The officer was later identified working at an Australian international airport. It was established that this officer’s daughter was connected via social media to women with OMCG associations. The daughter was peripherally known to these women as they had attended a secondary school in proximity to her own and she socialised with some of the same people. The daughter admired these women and the glamourous life they portrayed online.

No evidence of contemporary physical contact between the daughter and the women was identified. ACLEI investigators assessed that it was possible that the daughter of the officer may have inadvertently shared details about her parent’s employment amongst the group. It was also conceivable this situation was already widely known. This may have subsequently resulted in:

  • Discussion within friendship groups of OMCG associated members about the officer’s position as a frontline employee at an international airport.

  • The circulation in these friendship groups of rumours about law enforcement targeting of specific OMCG members and their associates as they travelled into and out of Australia.

  • An OMCG associated person making statements at the border to the effect that they moved in the same social circles as the daughter of the identified officer.

The officer participated in a record of interview, under criminal caution, with ACLEI investigators. They acknowledged that their daughter was obviously aware of their employment with a law enforcement agency and would have gained a general understanding of their day to day functions and duties at the airport.

The officer told ACLEI investigators they had provided general warnings to their daughter about the dangers of socialising with people engaged in or connected with criminal activity, including OMCGs. These warnings were provided based on the assumption that these people could attract the attention of law enforcement.

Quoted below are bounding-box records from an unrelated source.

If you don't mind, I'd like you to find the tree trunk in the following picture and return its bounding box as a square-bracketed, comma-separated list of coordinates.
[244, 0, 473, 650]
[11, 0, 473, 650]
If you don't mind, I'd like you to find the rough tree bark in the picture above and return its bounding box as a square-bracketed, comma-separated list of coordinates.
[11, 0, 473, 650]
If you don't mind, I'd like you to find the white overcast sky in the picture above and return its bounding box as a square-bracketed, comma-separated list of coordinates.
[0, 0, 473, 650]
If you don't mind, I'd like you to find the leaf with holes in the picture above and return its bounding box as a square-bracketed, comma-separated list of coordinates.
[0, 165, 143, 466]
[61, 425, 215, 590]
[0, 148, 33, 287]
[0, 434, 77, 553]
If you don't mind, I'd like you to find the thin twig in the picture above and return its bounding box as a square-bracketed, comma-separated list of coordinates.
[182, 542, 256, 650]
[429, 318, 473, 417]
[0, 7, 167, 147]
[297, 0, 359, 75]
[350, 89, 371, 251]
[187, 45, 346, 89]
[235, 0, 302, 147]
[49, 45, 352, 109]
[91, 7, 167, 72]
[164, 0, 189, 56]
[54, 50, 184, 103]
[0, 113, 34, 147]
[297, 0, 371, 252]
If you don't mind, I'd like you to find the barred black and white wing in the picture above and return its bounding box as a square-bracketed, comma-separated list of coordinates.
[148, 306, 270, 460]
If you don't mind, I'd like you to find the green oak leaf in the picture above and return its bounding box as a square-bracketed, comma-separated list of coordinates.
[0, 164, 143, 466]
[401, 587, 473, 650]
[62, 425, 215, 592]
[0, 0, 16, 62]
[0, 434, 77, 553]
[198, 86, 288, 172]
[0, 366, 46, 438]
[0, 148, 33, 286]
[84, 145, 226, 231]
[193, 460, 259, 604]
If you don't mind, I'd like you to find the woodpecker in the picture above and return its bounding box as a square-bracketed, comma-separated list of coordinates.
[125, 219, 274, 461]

The ACLEI investigation exonerated the officer, finding no evidence of unauthorised disclosure or misconduct of any kind. Investigations suggested that an amalgamation of circumstances involving the widespread knowledge of the officer’s employment, online rumours and innuendo, and certain law enforcement activity at the border had manifested itself into a series of communications, amongst a tightknit group of OMCG associated friends, which erroneously implied corrupt conduct on the part of the officer, and that was not supported by evidence.

Of concern to ACLEI investigators was the genuine risk of compromise of the daughter arising from peer group, social or other pressures. There was also a risk that this could lead to OMCG members or associates coercing the law enforcement officer into corrupt conduct through direct or implied threats of harm to the daughter.

This case study highlights the importance for law enforcement employees to consider:

  • The implications of the information or opinions they share with family members or friends, and who this information is being shared with beyond your circle of association.

  • The level of access to information or decision-making you hold, and the value of that information or access to criminal entities.

Supervisors and managers may wish to have a conversation with staff about:

  • The risk of grooming or improper approaches by organised criminal entities, not just of law enforcement employees, but also their close family.

  • Particular risks in your specific operating environments.

  • The importance of integrity reporting, including declarable associations or adverse contact, online or real world, of themselves or family members.

  • How integrity reporting can protect you and your colleagues. In this case, the officer who heard an OMCG associated person state they had a social connection to another law enforcement officer submitted an integrity report about the conversation. This protected them when the matter became a corruption investigation, but also assisted in exonerating their colleague.